Apenas se graduó, la congregación lo mandó como misionero al Urabá, el Chocó, la costa Caribe y otras partes de Colombia. La correría, que duró dos años, consolidó su sensibilidad social, su carácter humanista y su disciplina de “curita exigente y cansón”.
Pero también era muy terco y le encantaba desafiar las reglas, aún las de la predestinación, así que un día decidió que lo suyo no era la sotana. Y desertó.
Mercadeo de solteros
La verdadera vocación de Alveiro era el amor. Por eso siempre sostuvo que su esposa Ana Lucía le dañó la vocación de cura. “No es cierto”, dice ella. “La verdad es que cuando yo lo conocí ya andaba en el mundo y no era tan religioso”.
Después de la misiones, había estudiado mercadotecnia y economía y se había convertido en profesor de la escuela de mercadotecnia de Medellín. Y allí llegó como estudiante Ana Lucía. “Me tocaba validar una materia y me asignaron a ese profesor. Y ahí fue Troya”, confiesa entre risas. Fue un amor a primer “impacto“. Hubo motivación, conocimiento posicionamiento e impulso. Así que entre lección y lección se fueron enamorando.
“Los directivos de la escuela eran muy amigos de él y de mí, entonces hubo complicidad, pero decían que les había conquistado el profesor para pasar la única materia que me faltaba”. La verdad, sin embargo, era que entre los dos crecía un amor legítimo, aventurero y leal que, como dirían los curas de Yarumal, permaneció intacto hasta la muerte.
A Ana Lucía la enamoró la sensibilidad de Alveiro, su preocupación profunda por las demás personas y su sentido de compromiso y dedicación al trabajo, pero también su espíritu transgresor. “Era muy exigente pero le gustaba mucho saltarse las normas. Yo fui monitora de la biblioteca y él siempre llegaba a pedirme libros prestados sin el carné. Y yo le decía: profesor, qué pena con usted, pero sin el carné no le puedo prestar los libros”.
Fueron dos años de un noviazgo intenso. Estaban juntos cuanto fuera posible, se veían todos los días y se esperaban a la salida para tomar el transporte a sus casas.

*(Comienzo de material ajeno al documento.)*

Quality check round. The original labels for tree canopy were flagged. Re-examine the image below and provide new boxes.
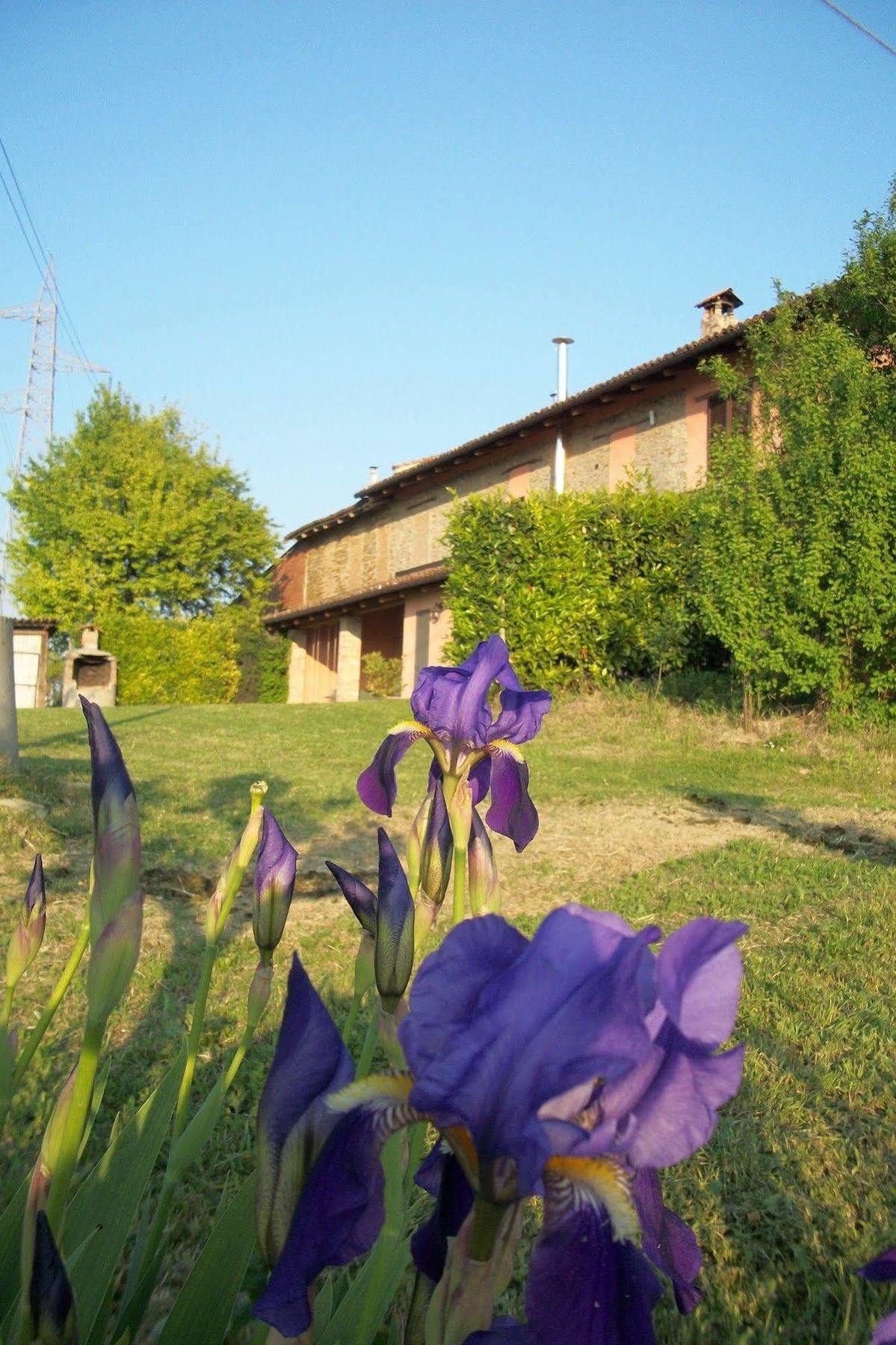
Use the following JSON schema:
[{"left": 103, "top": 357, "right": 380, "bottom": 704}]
[
  {"left": 697, "top": 191, "right": 896, "bottom": 726},
  {"left": 10, "top": 387, "right": 276, "bottom": 631}
]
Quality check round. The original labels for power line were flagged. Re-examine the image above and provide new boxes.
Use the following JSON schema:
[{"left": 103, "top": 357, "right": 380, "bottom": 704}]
[
  {"left": 0, "top": 137, "right": 97, "bottom": 392},
  {"left": 821, "top": 0, "right": 896, "bottom": 57}
]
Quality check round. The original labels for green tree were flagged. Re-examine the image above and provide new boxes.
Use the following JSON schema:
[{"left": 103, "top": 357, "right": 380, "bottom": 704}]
[
  {"left": 10, "top": 387, "right": 276, "bottom": 631},
  {"left": 697, "top": 222, "right": 896, "bottom": 711}
]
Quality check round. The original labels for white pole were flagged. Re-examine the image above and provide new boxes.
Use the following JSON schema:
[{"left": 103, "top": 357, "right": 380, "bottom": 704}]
[
  {"left": 0, "top": 616, "right": 19, "bottom": 770},
  {"left": 553, "top": 336, "right": 573, "bottom": 495}
]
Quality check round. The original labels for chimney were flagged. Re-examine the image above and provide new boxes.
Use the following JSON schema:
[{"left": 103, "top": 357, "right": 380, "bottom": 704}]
[
  {"left": 551, "top": 336, "right": 575, "bottom": 402},
  {"left": 694, "top": 289, "right": 744, "bottom": 336}
]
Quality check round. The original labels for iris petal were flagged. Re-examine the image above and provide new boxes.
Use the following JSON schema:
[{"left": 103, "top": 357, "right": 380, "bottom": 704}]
[
  {"left": 410, "top": 1153, "right": 474, "bottom": 1284},
  {"left": 254, "top": 1107, "right": 383, "bottom": 1337},
  {"left": 634, "top": 1167, "right": 704, "bottom": 1314},
  {"left": 410, "top": 635, "right": 509, "bottom": 748},
  {"left": 486, "top": 743, "right": 538, "bottom": 853},
  {"left": 358, "top": 721, "right": 429, "bottom": 817},
  {"left": 489, "top": 683, "right": 551, "bottom": 743},
  {"left": 657, "top": 918, "right": 750, "bottom": 1048},
  {"left": 400, "top": 906, "right": 659, "bottom": 1194},
  {"left": 526, "top": 1160, "right": 662, "bottom": 1345},
  {"left": 256, "top": 953, "right": 353, "bottom": 1261}
]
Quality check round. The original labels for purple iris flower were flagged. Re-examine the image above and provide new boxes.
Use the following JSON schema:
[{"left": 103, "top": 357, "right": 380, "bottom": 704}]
[
  {"left": 358, "top": 635, "right": 550, "bottom": 850},
  {"left": 400, "top": 906, "right": 659, "bottom": 1200},
  {"left": 859, "top": 1247, "right": 896, "bottom": 1345},
  {"left": 570, "top": 918, "right": 747, "bottom": 1167},
  {"left": 256, "top": 953, "right": 355, "bottom": 1266},
  {"left": 251, "top": 906, "right": 744, "bottom": 1345},
  {"left": 410, "top": 1143, "right": 474, "bottom": 1284}
]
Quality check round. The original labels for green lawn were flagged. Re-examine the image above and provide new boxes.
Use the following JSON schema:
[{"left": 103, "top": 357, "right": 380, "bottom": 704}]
[{"left": 0, "top": 691, "right": 896, "bottom": 1342}]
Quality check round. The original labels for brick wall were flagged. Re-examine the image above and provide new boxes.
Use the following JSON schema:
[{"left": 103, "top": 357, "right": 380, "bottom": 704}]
[{"left": 277, "top": 371, "right": 711, "bottom": 609}]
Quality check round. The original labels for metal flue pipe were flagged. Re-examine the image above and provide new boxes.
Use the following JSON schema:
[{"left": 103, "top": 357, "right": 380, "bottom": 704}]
[{"left": 553, "top": 336, "right": 573, "bottom": 495}]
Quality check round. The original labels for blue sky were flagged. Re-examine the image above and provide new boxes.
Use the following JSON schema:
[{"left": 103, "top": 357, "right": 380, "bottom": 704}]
[{"left": 0, "top": 0, "right": 896, "bottom": 540}]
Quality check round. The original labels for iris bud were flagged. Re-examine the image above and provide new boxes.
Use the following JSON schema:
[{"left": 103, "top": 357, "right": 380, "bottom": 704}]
[
  {"left": 405, "top": 791, "right": 432, "bottom": 896},
  {"left": 467, "top": 808, "right": 501, "bottom": 916},
  {"left": 246, "top": 962, "right": 273, "bottom": 1029},
  {"left": 81, "top": 696, "right": 143, "bottom": 1024},
  {"left": 22, "top": 1069, "right": 77, "bottom": 1323},
  {"left": 87, "top": 891, "right": 143, "bottom": 1022},
  {"left": 353, "top": 930, "right": 377, "bottom": 998},
  {"left": 7, "top": 856, "right": 47, "bottom": 995},
  {"left": 374, "top": 827, "right": 414, "bottom": 1012},
  {"left": 326, "top": 859, "right": 377, "bottom": 939},
  {"left": 252, "top": 808, "right": 299, "bottom": 965},
  {"left": 420, "top": 780, "right": 452, "bottom": 911},
  {"left": 28, "top": 1210, "right": 78, "bottom": 1345},
  {"left": 448, "top": 777, "right": 472, "bottom": 851},
  {"left": 206, "top": 780, "right": 268, "bottom": 943}
]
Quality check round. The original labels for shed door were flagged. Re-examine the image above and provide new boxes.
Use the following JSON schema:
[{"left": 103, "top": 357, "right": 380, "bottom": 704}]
[
  {"left": 414, "top": 608, "right": 432, "bottom": 682},
  {"left": 304, "top": 622, "right": 339, "bottom": 702}
]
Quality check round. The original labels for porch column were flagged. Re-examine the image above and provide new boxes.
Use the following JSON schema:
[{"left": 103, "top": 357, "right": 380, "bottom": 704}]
[
  {"left": 336, "top": 616, "right": 360, "bottom": 701},
  {"left": 286, "top": 631, "right": 308, "bottom": 705}
]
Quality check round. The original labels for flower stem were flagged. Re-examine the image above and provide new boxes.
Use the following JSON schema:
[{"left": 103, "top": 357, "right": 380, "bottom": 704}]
[
  {"left": 47, "top": 1018, "right": 106, "bottom": 1243},
  {"left": 9, "top": 908, "right": 90, "bottom": 1097},
  {"left": 342, "top": 995, "right": 363, "bottom": 1046},
  {"left": 469, "top": 1196, "right": 507, "bottom": 1261},
  {"left": 220, "top": 1022, "right": 256, "bottom": 1098},
  {"left": 451, "top": 846, "right": 467, "bottom": 925},
  {"left": 172, "top": 940, "right": 218, "bottom": 1140},
  {"left": 356, "top": 1012, "right": 377, "bottom": 1079}
]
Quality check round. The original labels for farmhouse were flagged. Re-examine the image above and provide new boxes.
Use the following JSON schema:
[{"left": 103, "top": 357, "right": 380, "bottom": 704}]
[{"left": 264, "top": 289, "right": 764, "bottom": 703}]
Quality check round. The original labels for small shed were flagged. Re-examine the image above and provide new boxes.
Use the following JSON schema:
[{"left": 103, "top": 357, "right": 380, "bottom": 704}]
[
  {"left": 62, "top": 625, "right": 118, "bottom": 709},
  {"left": 12, "top": 616, "right": 57, "bottom": 710}
]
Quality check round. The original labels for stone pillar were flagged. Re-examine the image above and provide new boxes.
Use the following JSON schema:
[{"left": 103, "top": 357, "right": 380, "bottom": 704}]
[
  {"left": 336, "top": 616, "right": 360, "bottom": 701},
  {"left": 286, "top": 631, "right": 308, "bottom": 705},
  {"left": 0, "top": 616, "right": 19, "bottom": 770}
]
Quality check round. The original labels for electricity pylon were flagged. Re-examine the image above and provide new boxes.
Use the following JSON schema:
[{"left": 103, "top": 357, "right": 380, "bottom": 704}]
[{"left": 0, "top": 257, "right": 109, "bottom": 613}]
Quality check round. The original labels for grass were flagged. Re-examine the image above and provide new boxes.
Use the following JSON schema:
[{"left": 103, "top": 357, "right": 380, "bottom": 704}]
[{"left": 0, "top": 690, "right": 896, "bottom": 1345}]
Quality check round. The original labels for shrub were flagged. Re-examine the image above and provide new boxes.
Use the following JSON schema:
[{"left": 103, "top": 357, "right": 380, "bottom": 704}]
[
  {"left": 101, "top": 612, "right": 239, "bottom": 705},
  {"left": 447, "top": 484, "right": 706, "bottom": 687}
]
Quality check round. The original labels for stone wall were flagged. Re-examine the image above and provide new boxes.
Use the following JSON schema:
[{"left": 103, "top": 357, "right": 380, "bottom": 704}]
[{"left": 277, "top": 370, "right": 713, "bottom": 610}]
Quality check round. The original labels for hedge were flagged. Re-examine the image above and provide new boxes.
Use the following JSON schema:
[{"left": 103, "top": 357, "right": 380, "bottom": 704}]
[
  {"left": 438, "top": 484, "right": 711, "bottom": 687},
  {"left": 99, "top": 612, "right": 239, "bottom": 705}
]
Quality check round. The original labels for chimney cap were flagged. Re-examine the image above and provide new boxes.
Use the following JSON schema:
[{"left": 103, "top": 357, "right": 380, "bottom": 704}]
[{"left": 694, "top": 288, "right": 744, "bottom": 311}]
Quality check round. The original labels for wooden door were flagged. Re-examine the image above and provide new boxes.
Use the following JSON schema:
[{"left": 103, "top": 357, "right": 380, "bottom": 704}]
[{"left": 304, "top": 622, "right": 339, "bottom": 702}]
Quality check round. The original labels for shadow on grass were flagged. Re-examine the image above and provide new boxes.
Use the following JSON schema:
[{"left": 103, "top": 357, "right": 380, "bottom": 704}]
[
  {"left": 676, "top": 788, "right": 896, "bottom": 866},
  {"left": 20, "top": 705, "right": 172, "bottom": 760}
]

Y en el 84 se casaron y empezaron su vida en pareja.
Ana Lucía se convirtió así en su compañera de andanzas y la mujer con la que cumpliría sus sueños, el mayor de ellos Daniel, su único hijo. “Era muy orgulloso de su familia, de su esposa y de su hijo, que también era su cómplice.”, dice Alfredo Alzate, su mejor amigo. “Ana Lucía era su polo a tierra, el refugio de su vida, su referencia para muchas cosas, la citaba mucho. A veces no necesitaba ni hablarle, solo buscaba su mirada para encontrar su aprobación. Ella le traía mucha felicidad”.
Carrera solidaria
Alveiro estudió en la Universidad Cooperativa y su director de tesis fue Nelson Rueda, que era gerente de Coomeva en Medellín. Le pareció tan aventajado que le dijo: usted tiene que venirse a trabajar conmigo. Y lo nombró director de Salud. Estuvo allí por varios años, hasta que una oferta para Director Regional le hizo realidad un deseo que compartía con Ana Lucía: vivir en Bogotá.
Ya se había enamorado del cooperativismo, como explica ella: “Se metió de lleno y empezó a estudiarlo. Admiraba muchísimo a los fundadores de Coomeva, y como era muy crítico, siempre se preguntaba: ¿por qué en Colombia no podemos hacer lo que hacen en España, lo que hacen en Estados Unidos, lo que hacen en otros países. El cooperativismo es una cosa que se lleva en el alma y que se vive. Y por eso luchó toda la vida, hasta su fallecimiento”.
Hizo una carrera tan larga como sorprendente, porque alternó las actividades de docencia, investigación, asesoría y producción intelectual sobre el sector, con el ejercicio pragmático de la gerencia.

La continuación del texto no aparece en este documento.